I watched Jackie Beninion's "Iran: Going Nuclear" on PBS, last night, aired during AIPAC's sweeps week in Washington City. I missed the "Blair Witch Project", but what I saw seemed similar to what I know about that project -- "art film" sequences of scenes shot from moving cars, views of Tehran, Isfahan (conversion from U3O8 to UF6), and Natanz (U-235 enrichment from .7% to 3.5% to 5%) and the Bushehr reactor (conversion into fuel rods and element assemblies) in winter -- cars on urban streets, Iraq-Imposed War memorial signage used to frame shots, some satallite images available at John Pike's globalsecurity.org, interviews with IAEA staff who don't do interviews, and of course, the fish that got away. The 19 minutes of bad travelog. I was laughing my ass off at the end.

Here's the key moment:

So they opened our cases, started throwing our stuff around. There were six guys, apparently from the security services, and they confiscated our phones and told our translator to leave. I was really worried, protesting through our translator that we needed him to be able to communicate, and one of the men laughed at me. "Mr. Kenyon," he said, "We all speak English."
I was presented with a weird kind of social etiquette question: do you laugh back, or don't you? I decided to be completely formal. "Why don't you speak English with us, then?" I asked.
"We hate the English," he said. Finally they took all our tapes and sent us back to our hotel.

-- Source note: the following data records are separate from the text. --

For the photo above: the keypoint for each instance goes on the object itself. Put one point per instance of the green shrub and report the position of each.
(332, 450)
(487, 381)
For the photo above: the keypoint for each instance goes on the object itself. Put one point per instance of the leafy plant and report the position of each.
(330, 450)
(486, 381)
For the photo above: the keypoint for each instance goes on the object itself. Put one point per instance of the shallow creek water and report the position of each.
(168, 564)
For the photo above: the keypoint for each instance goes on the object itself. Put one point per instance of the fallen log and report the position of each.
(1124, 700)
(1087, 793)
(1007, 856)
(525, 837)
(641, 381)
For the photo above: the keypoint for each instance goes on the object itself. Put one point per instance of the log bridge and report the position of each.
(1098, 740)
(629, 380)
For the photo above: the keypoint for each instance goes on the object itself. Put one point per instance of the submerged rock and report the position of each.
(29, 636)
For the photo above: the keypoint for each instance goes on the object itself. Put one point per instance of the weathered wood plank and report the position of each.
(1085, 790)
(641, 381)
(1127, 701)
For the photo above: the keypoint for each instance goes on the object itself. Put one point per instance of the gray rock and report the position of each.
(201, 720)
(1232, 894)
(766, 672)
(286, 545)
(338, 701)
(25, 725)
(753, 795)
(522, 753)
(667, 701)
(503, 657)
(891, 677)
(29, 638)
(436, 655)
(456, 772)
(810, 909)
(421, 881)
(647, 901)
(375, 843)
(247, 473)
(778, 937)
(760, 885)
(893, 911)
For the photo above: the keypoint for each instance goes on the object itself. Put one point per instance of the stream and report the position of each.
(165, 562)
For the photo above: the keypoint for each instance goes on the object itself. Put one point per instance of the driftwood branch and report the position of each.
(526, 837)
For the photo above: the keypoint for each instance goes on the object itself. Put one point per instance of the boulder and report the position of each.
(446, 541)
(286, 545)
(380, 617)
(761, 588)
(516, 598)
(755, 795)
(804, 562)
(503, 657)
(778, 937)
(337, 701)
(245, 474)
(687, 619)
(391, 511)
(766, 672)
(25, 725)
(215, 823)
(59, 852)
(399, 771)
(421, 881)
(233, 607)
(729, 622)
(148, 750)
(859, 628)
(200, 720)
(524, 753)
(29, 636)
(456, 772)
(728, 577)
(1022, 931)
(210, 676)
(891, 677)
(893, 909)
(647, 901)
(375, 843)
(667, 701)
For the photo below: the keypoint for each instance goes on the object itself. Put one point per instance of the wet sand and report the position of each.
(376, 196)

Jackie didn't get it. Iranians really do wrap up conversations about what's wrong with Iran with "Its all because of the English." He was lower down on the social totem pole than undocumented Urdu, Hindi and Bengali speakers with shopping carts of baggage at Heathrow and he was so clueless he couldn't appreciate the humor in the exchange, or show a spark of wit, a la "We English didn't do so bad with Reza Shah."

I'm not likely to get a grant to go to Tehran with a crew and shoot footage and then assemble the footage into a third of an hour tutorial on anything intended for an audience that ranges from Air Force photo interpretation and targeting inventory specialists to Peace Action Maine activists, and all the persons in various persistent vegetative states between those two sample sets, but I think I could do better. I actually watched the show because I thought the production team would use footage produced and commercially available from several major content sources during the government sponsored walk-through six weeks ago -- footage of the facilities, not jerky through-a-fogged-up-moving-car-window approach shots of garden variety WWII style anti-aircraft gun positions and wire fences. The Rice-bots at Foggy Bottom can say running 50 journalists through the set of facilities was just a media event, but they at least don't pretend it didn't happen and that they don't have the footage too. BTW, the BBC had a reporter on that particular bus.

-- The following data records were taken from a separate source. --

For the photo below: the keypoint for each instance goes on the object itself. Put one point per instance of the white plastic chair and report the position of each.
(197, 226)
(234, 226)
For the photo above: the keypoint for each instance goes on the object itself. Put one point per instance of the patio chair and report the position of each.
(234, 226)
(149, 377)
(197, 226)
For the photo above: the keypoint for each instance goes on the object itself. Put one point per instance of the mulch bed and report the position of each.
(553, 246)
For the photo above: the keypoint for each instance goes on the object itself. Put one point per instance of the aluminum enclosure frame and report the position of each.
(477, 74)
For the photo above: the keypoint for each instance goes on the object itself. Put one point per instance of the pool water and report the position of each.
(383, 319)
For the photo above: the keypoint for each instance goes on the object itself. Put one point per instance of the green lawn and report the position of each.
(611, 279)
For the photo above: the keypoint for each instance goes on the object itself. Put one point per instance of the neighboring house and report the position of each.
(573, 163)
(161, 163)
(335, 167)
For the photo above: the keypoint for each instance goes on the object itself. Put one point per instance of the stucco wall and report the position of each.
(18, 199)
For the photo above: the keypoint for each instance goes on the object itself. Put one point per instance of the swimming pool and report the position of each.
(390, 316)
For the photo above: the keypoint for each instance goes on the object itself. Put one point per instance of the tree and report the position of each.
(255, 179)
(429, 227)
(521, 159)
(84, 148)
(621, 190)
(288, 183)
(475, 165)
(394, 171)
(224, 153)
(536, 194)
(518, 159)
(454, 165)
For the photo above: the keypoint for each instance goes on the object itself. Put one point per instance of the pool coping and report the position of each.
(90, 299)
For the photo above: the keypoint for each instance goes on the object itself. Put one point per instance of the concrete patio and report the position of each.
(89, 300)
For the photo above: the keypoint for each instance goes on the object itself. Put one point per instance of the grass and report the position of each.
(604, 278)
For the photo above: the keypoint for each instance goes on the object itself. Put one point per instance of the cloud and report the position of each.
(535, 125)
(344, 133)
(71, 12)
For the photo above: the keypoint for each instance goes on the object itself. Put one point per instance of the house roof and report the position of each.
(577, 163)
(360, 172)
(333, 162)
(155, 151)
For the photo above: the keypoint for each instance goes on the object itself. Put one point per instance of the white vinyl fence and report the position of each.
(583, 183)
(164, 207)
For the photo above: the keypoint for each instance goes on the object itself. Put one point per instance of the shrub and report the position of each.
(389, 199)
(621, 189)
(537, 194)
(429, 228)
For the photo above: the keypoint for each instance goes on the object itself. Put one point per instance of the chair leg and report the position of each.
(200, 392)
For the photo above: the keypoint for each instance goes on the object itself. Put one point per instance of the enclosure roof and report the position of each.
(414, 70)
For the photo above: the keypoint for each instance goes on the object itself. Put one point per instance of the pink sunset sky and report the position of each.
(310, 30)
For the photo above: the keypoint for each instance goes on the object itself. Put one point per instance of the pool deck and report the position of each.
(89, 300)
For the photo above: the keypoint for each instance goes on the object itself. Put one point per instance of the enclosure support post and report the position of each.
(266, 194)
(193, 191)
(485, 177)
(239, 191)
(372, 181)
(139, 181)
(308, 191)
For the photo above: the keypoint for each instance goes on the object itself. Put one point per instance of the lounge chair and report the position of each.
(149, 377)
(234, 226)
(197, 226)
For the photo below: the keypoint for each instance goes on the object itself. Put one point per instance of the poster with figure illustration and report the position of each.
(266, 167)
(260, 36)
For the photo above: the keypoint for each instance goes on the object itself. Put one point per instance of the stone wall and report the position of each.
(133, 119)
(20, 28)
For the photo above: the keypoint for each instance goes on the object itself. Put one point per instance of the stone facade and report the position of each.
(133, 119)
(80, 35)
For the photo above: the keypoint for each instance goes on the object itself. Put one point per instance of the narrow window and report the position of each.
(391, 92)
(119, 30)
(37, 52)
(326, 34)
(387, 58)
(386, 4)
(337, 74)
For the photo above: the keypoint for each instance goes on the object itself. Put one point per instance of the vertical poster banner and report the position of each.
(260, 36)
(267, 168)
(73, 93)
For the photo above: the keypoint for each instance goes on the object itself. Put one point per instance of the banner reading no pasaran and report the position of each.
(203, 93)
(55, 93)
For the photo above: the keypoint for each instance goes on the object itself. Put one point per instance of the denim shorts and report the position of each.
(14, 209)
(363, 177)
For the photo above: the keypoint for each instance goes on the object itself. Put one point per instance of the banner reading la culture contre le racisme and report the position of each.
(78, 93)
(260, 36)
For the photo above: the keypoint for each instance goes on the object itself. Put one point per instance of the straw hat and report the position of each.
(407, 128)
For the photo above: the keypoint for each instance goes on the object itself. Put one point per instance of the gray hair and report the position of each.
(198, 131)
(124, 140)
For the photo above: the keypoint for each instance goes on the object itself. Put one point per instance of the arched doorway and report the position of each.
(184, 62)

It was wicked underwhelming.

Then there was their purpose statement -- "... what our program set out to do was offer a look at the Iranian point of view: that Iran has an absolute right to a nuclear energy program..." I was reminded of the famous exchange between a Kersan woman and an academic. "We have a corn song. I will not teach it to you." The exchange is famous because the academic expected, because he was saving Indian culture, making a living out of it, that he'd get it all. He he he.

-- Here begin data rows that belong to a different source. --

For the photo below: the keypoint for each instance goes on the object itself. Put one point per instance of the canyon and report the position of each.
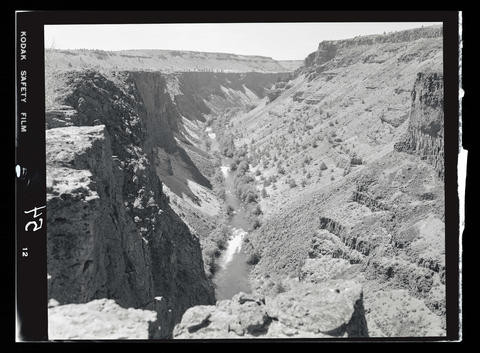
(205, 195)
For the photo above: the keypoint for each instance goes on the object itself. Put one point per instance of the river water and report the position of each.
(232, 274)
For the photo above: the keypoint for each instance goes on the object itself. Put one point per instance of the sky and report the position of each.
(281, 41)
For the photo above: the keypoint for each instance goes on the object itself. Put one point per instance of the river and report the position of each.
(232, 274)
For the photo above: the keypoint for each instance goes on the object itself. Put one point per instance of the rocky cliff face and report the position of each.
(338, 196)
(332, 309)
(327, 50)
(425, 131)
(111, 231)
(160, 60)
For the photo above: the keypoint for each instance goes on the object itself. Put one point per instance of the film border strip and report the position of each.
(31, 251)
(30, 174)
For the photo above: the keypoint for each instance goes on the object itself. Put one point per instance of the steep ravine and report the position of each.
(111, 231)
(113, 141)
(318, 195)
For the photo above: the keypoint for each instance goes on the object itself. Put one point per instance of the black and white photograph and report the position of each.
(245, 180)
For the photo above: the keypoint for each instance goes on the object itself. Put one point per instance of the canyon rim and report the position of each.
(208, 195)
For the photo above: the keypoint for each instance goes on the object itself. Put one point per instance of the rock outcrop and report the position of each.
(162, 61)
(330, 309)
(111, 231)
(426, 127)
(100, 319)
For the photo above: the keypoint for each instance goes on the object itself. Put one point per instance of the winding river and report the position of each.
(232, 275)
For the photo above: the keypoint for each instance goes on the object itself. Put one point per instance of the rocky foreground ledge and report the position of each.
(332, 309)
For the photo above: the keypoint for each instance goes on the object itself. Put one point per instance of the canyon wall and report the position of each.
(111, 231)
(425, 135)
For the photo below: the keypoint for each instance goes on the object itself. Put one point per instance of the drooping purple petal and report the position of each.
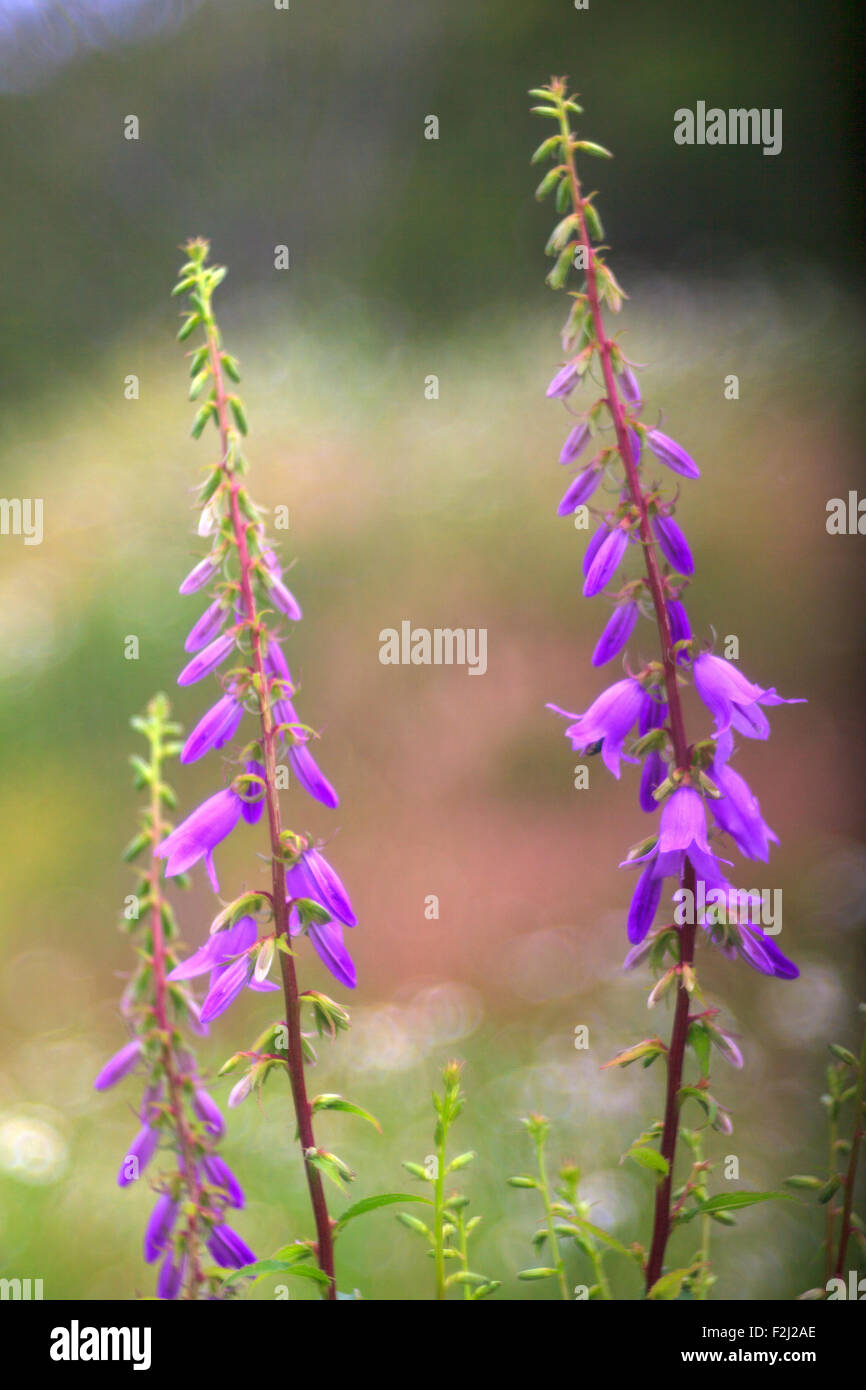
(209, 1112)
(214, 729)
(227, 983)
(207, 660)
(252, 808)
(217, 950)
(159, 1228)
(608, 720)
(220, 1175)
(672, 455)
(328, 944)
(228, 1250)
(203, 829)
(605, 562)
(617, 630)
(138, 1155)
(170, 1279)
(733, 699)
(576, 444)
(206, 628)
(644, 905)
(673, 544)
(118, 1066)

Twenty minutes of interviews with Iranians, women and men, in Los Angeles, Germany, and Iran, about gender, about the reform movement, about Islam and social justice, about businesses and moneymakers, about the record of the 6th and election of the 7th Majlis, and the records of the 5th and 6th (Rafsanjani) and 7th and 8th (Khatami) Presidents, and the election of the 9th, and Ayatollah Khamenei, that could be more interesting than yet another 19 minute Kevin Costner epic about the Sioux, even if the Tribal Police hadn't bagged most of the stock when the crew tried to sneak off reservation.


The final show of the hour was worth the wait. The pottery of Juan Quezada and his atalier in the village of Mata Ortiz. We did a lot of "ooh" and "aah" during that slice of the pie.